Almost as she willed her feet to move, she was beside him. He looked around startled. //Ontarrah!//
Ill wish you'd stop calling me strange names. I know your silly Sphinx doesn't think identity exists, but I'm a bit attached to mine. I'm Takora—I mean, Krinata.//
//Yes, Ontarrah, anything you say. But walk a little! faster. We've got to get to the concert before it's over.//
She was so disturbed to be mistaken for Ontarrah, she strode off ahead of him, trying to outrun the knotted tangle of emotions that mistake evoked. But Takora knew that that particular grieving scar stood at a crossroad of memory Jindigar had to travel in every farfetching. Familiarity didn't dim its bright pain. She had only viewed Grisnilter's recording of Ontarrah's death. Jindigar had to relive it all, every time he wanted total recall of something that had happened before Ontarrah.

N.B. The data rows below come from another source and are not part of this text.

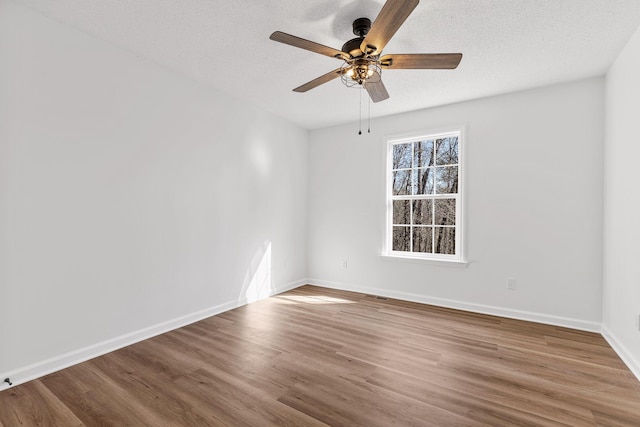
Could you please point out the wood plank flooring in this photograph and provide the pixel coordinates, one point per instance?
(316, 357)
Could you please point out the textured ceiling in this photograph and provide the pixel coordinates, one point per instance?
(507, 45)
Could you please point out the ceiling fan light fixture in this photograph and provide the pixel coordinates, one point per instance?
(360, 72)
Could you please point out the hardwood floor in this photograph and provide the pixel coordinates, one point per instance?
(315, 357)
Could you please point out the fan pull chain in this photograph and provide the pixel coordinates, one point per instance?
(369, 124)
(360, 111)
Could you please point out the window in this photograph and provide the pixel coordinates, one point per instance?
(424, 197)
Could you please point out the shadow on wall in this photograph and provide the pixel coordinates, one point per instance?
(257, 283)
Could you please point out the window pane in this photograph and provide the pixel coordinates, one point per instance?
(447, 151)
(423, 239)
(445, 211)
(401, 238)
(402, 156)
(447, 180)
(445, 242)
(402, 183)
(423, 154)
(423, 212)
(423, 181)
(401, 211)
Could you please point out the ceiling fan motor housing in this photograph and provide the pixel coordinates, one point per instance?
(361, 27)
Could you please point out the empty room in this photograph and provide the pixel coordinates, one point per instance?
(319, 213)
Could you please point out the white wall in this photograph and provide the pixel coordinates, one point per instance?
(534, 189)
(130, 196)
(622, 206)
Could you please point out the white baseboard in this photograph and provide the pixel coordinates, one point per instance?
(56, 363)
(459, 305)
(631, 360)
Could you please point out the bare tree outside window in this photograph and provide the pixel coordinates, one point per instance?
(424, 195)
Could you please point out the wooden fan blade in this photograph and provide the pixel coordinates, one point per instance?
(376, 90)
(320, 80)
(294, 41)
(445, 61)
(391, 17)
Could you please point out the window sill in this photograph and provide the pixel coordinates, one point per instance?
(416, 260)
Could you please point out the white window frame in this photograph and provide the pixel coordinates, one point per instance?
(459, 256)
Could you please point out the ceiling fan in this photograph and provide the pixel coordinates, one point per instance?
(361, 56)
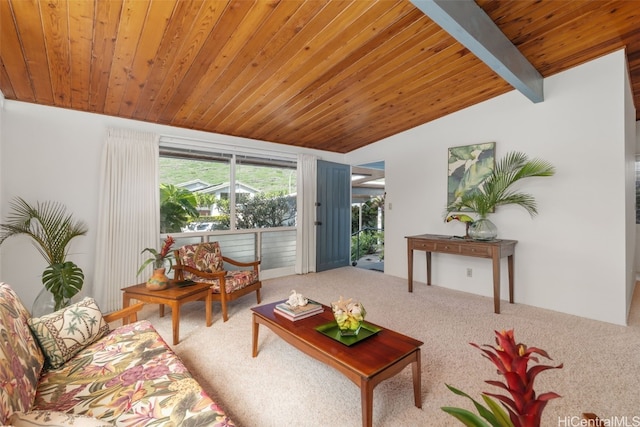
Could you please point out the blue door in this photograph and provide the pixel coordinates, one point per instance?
(333, 216)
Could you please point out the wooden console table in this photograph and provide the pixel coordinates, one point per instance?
(456, 246)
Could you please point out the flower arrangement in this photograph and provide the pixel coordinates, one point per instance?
(524, 408)
(349, 315)
(159, 258)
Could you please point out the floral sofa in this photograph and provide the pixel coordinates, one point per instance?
(68, 368)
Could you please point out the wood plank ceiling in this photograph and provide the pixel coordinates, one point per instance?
(331, 75)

She slowed the pace of her irrational flight, waiting for him to catch up to her. She heard the music then; it was sweet, with a strong, triumphant beat, a thrill of gratitude, and a celebration of truth. As she got closer she could grab hold of it and shape it, guide it, infuse it with the energies gathering within her that had no other outlet. Her heart was made of music, and music filled reality. It became the substance of identity, pulsing back and forth within her body, leaving reawakened senses in its wake, defining the meaning of life.